The end result is if you buy a used Apple Silicon Mac, and the user doesn't provide the firmware password, then there's no way for you to reset it.

SSDs and the Secure Enclave

SSDs generally consist of a controller, NAND memory modules, DRAM cache (found on quality SSDs), and an interface.

Apple's Secure Enclave is tightly integrated for Apple, and the SSD controller itself resides within Apple Silicon. As we previously discussed, the secure enclave generates a hardware encryption key and is used to encrypt the contents of the NAND memory (storage). The key is stored in the Secure enclave, and the keys are derived from a combination of the secure enclave ID and characteristics of the NAND. When a new SSD is installed, it would have to generate a new key. If an attacker might be able to determine the original key by comparing the new key to the old key and identifying the differences between the two. If the new key had different characteristics than the old key, this could potentially reveal information about the old key and compromise security. Apple also uses its own implementation of the PCIe and not NVMe protocol, so Apple would have to also harden its security for NVMe.

Now I'm confident Apple could arrive at a solution as Apple's Secure enclave has gone through multiple iterations now, with roughly 16 versions now at the time of making this video. Apple could arrive at giving users the ability to change NVMe SSDs requiring reduced security settings or perhaps an unlock that warns a user about the potential encryption key exposure.

Secure Enclave is extremely powerful when it comes to security. In my OpenCore Explained video, I broke down Apple's many security innovations on the operating system side.

I consider myself an informed user and I would gladly accept any risk for removable storage over being locked into zero upgrades as the NAND memory, which makes an SSD, has a finite shelf life.
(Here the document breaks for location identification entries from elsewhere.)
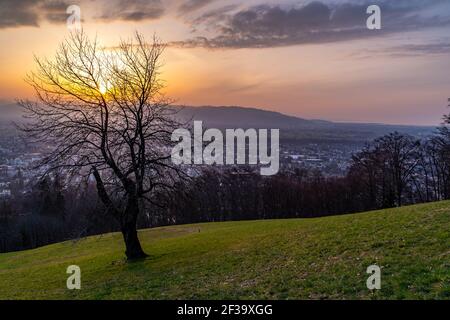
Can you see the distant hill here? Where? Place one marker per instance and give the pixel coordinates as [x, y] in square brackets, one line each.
[224, 117]
[324, 258]
[294, 127]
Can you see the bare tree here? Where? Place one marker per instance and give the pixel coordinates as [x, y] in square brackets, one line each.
[103, 113]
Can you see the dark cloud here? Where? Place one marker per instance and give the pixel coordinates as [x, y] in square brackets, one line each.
[15, 13]
[315, 22]
[193, 5]
[132, 10]
[54, 11]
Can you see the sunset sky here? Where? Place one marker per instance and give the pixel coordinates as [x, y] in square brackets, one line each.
[312, 59]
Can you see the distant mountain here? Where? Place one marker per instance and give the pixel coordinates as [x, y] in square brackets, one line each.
[293, 127]
[239, 117]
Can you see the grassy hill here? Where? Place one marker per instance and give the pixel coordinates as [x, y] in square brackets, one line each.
[280, 259]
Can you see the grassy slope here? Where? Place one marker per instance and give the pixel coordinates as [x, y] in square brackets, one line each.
[289, 259]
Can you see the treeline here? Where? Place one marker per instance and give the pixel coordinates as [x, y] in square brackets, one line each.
[393, 170]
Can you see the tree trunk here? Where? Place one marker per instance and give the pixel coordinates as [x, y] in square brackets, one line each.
[133, 246]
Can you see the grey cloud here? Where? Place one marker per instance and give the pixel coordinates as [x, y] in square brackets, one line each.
[133, 10]
[193, 5]
[18, 13]
[315, 22]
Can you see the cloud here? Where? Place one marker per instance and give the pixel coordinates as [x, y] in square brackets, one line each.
[193, 5]
[315, 22]
[18, 13]
[132, 10]
[14, 13]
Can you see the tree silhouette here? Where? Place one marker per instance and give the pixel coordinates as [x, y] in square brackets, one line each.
[103, 112]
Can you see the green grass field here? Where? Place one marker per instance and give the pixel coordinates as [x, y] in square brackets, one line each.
[322, 258]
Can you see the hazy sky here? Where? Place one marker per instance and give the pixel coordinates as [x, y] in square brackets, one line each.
[313, 59]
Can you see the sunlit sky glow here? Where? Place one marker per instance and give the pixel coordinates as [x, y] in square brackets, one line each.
[400, 74]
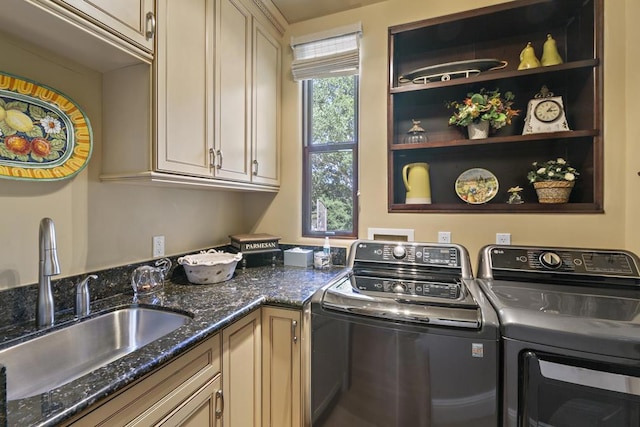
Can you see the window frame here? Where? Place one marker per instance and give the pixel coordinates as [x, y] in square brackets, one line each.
[309, 149]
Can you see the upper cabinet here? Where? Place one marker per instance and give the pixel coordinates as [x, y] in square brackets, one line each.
[417, 90]
[216, 92]
[133, 20]
[104, 35]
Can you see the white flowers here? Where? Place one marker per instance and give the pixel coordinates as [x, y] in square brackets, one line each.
[552, 170]
[50, 124]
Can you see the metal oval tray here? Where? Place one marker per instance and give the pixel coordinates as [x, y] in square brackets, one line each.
[449, 70]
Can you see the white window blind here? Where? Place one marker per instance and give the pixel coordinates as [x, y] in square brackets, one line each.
[327, 54]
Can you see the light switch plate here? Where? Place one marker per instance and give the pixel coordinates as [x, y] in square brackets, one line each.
[444, 237]
[158, 246]
[503, 238]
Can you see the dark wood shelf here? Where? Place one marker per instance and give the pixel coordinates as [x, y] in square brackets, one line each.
[576, 25]
[462, 207]
[497, 140]
[491, 76]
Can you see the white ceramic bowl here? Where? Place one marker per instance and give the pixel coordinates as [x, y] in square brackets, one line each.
[209, 267]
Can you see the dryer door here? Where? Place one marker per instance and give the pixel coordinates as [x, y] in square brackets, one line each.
[562, 392]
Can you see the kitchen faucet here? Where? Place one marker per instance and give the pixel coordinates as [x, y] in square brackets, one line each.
[48, 266]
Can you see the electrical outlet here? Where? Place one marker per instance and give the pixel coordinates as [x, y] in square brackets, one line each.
[444, 237]
[158, 246]
[503, 238]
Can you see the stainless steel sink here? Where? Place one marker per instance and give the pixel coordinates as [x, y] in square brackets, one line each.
[56, 358]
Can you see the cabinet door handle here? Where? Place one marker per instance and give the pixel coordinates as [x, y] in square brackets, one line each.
[150, 25]
[294, 325]
[212, 159]
[219, 398]
[220, 159]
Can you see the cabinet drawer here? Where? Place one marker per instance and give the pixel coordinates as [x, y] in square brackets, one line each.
[132, 20]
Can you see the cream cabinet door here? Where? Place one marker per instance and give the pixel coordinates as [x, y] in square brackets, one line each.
[132, 19]
[281, 358]
[200, 410]
[242, 372]
[184, 87]
[266, 107]
[233, 90]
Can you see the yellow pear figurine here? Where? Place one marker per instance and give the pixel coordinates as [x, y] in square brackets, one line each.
[528, 58]
[550, 55]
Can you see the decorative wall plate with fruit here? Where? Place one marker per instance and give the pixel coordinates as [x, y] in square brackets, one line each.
[43, 134]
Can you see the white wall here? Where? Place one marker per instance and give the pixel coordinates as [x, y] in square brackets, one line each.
[614, 229]
[98, 225]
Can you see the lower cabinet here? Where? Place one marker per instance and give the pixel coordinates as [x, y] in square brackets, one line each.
[281, 365]
[241, 372]
[249, 375]
[184, 392]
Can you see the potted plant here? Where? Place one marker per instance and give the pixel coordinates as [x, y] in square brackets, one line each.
[481, 110]
[553, 180]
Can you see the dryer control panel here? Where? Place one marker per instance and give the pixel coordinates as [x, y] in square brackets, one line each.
[608, 263]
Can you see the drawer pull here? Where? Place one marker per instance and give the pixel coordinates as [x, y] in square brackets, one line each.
[294, 325]
[219, 398]
[151, 25]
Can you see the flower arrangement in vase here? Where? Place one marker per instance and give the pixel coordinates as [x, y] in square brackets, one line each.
[553, 180]
[483, 109]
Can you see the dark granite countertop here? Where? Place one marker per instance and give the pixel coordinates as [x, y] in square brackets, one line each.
[213, 307]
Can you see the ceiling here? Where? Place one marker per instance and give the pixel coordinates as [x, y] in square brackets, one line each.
[301, 10]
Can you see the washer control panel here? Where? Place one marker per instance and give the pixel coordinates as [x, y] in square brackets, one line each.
[408, 253]
[568, 261]
[393, 286]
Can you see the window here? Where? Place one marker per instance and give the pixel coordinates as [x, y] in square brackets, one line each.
[330, 163]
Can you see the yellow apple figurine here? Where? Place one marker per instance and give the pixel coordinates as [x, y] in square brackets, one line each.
[550, 55]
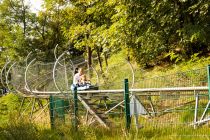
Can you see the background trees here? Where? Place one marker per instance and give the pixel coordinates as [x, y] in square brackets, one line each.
[153, 32]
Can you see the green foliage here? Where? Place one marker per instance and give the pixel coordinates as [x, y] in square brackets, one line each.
[152, 32]
[9, 104]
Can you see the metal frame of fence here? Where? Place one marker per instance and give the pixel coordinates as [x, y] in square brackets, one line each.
[156, 100]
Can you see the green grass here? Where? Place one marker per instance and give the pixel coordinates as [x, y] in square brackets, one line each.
[24, 130]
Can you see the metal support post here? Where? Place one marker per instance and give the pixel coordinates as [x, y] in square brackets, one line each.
[208, 72]
[75, 122]
[127, 104]
[52, 119]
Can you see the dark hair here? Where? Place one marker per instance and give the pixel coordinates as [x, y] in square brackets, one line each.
[75, 71]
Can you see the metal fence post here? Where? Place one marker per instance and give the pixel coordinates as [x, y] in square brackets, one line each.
[52, 119]
[127, 104]
[208, 72]
[75, 122]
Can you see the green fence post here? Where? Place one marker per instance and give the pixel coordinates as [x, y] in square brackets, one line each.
[127, 104]
[59, 109]
[208, 72]
[52, 119]
[75, 108]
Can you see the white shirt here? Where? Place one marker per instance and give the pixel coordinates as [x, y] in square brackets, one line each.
[76, 79]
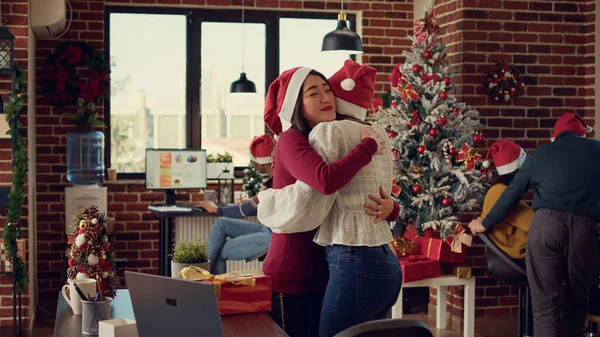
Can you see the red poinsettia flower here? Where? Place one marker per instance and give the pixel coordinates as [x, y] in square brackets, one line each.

A memory cell on an SSD can only be written and overwritten so many times before it fails. SSD controllers identify bad blocks eventually they hit a critical mass and will fail. Apple preventing anyone from swapping these means that every Apple Silicon Mac has a time bomb built into it, and there's nothing end users can do to fix it.

Despite the greenwash marketing, Apple has no qualms about generating eWaste. Also, Apple shipping bottom-tier Macs in RAM-starved configurations and with laughably small SSDs means that the OS will have to use the SSD for memory swap operations when the RAM is completely filled more frequently and with fewer bytes to rotate on very small SSDs like 256 GB. This also shortens the NAND shelf life.

Apple chooses not to tackle this on any front as it knows that it generates money no matter how this plays out: A user has to pay upfront the Apple tax on overpriced upgrades and also has to deal with planned obsolescence baked into the hardware and software. Let's not forget Apple will stop supporting its Mac at some point. It gets to hide behind security as a smokescreen.

So when you see right to repair legislation pop up, please support it. Apple makes wonderful products marred by their disdain for the users who use them.